# GPU Ray Tracer Using Ray Marching and Distance Fields

Posted on December 6th 2015 ~ Updated on March 14th 2016

## Introduction

In this article, we will be writing a simple ray tracer using the ray marching technique combined with distance field functions. If you are not familiar with the ray tracing technique, you should refer to the Wikipedia page.

This article was highly inspired by the work of Iñigo Quilez and his numerous resources on the subject (scroll all to the bottom for more!).

In order to make things more interactive and fun, we will be using WebGL once more and write the code directly within the fragment shader. That's right, it's a GPU-only ray tracer!

Note that for all the shader examples in this article, you can actually edit the GLSL code on the right and immediately see the result on the left (live WebGL preview).

(The live-editing currently does not tell you about compilation errors though, so make sure to double-check your code when nothing happens!)

## Ray Marching with Distance Fields

Regular realtime rendering algorithms use heavy approximations to get a good tradeoff between drawing geometry fast and decent visuals.

Ray tracing on the other hand can be used to produce realistic scenes with a high level of details at the expense of more complex yet more accurate computations (simulate light ray physics).
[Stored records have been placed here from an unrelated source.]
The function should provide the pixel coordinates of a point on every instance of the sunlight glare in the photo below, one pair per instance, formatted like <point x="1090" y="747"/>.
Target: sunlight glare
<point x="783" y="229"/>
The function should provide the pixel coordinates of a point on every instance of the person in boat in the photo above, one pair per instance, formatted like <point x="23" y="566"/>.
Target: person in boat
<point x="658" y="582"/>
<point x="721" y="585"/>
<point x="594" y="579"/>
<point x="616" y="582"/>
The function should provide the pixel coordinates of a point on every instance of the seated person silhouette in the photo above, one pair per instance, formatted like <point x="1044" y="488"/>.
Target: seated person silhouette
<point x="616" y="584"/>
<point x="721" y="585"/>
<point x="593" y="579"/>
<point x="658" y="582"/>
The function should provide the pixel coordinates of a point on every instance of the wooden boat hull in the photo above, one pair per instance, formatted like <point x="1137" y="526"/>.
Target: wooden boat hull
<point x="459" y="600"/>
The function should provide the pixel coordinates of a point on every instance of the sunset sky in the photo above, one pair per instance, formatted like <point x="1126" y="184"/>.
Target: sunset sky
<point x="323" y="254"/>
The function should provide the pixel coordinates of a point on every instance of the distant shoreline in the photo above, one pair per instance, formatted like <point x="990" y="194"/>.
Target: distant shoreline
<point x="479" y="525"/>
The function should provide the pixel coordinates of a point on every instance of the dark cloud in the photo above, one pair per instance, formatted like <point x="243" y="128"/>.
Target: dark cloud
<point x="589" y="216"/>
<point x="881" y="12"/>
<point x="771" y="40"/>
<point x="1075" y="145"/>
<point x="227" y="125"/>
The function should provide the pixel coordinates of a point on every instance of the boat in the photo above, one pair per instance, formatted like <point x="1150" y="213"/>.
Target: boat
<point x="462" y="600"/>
A typical ray casting algorithm can be described as the following: for each 2D pixel in our output image (screen), we cast a ray of light directed towards the scene and evaluate geometry intersection(s) to compute the final pixel color.

In our implementation, the geometry in the scene is represented using distance fields function. These functions return the shortest distance between a given point and the surface of the geometry.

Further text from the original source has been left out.